Commentary
on the Malthus and Tetra models
The Malthus Model
No balance in nature
Perhaps the principle conclusion drawn from the Malthus model is
that there is no balance of nature. The vision of life that comes out
of this simulation model is one of cyclic change, of instability,
even chaos.
The orthodox account of population growth, the Logistic Equation,
has populations rising to a maximum and then levelling out. In the
Malthus model simulations, this only happens with populations growing
in a nutrient stream. It is the kind of population behaviour that can
be expected in laboratory chemostats which maintain a steady flow of
nutrients to a population of bacteria, or that can generally be
expected of plants whose power source is provided by a stream of
solar radiation. Where populations multiply in pools of energy, rather
than in streams, the tendency is for populations to oscillate.

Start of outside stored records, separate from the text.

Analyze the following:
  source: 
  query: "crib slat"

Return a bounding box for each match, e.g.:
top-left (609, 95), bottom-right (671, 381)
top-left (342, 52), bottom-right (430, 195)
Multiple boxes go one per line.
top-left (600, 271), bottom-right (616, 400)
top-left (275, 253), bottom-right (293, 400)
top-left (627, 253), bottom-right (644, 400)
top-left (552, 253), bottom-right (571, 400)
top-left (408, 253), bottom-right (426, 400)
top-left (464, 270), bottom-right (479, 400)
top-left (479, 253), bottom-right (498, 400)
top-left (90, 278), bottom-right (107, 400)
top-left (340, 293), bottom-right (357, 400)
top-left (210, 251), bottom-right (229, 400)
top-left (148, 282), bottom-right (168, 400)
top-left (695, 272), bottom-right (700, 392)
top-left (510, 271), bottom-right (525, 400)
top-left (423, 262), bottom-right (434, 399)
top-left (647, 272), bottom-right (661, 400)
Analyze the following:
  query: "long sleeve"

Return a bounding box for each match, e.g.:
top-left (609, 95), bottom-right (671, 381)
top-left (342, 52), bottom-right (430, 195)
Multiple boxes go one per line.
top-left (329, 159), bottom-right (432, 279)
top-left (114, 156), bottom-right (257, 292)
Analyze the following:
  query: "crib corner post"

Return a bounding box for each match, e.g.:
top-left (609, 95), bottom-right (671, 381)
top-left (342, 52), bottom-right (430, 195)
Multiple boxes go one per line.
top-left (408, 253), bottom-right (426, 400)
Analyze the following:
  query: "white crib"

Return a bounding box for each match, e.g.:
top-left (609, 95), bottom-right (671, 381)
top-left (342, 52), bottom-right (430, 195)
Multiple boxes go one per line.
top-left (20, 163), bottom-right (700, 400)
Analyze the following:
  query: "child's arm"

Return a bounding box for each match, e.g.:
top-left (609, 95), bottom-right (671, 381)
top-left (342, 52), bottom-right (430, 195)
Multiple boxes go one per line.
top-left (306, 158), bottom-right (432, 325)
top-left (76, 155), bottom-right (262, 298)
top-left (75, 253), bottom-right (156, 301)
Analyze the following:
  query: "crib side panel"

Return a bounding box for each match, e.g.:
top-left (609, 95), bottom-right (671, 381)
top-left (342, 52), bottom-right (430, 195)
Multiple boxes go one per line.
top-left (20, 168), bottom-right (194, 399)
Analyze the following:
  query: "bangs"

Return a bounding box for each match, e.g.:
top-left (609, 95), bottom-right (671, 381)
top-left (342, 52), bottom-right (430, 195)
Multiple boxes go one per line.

The distinction between energy pools and streams is not one that
seems to be found in ecology. Energy is almost always shown moving
in streams. Thus plants are converting the stream of solar radiation
into a stream of nutrients on which a population of grazers feed,
and these multiplying grazers provide a stream of nutrients for
predators. While this view is certainly true over the long run, it
conceals the reality that plants and grazers (and predators) store
up energy, and create a pool of energy rather than a stream.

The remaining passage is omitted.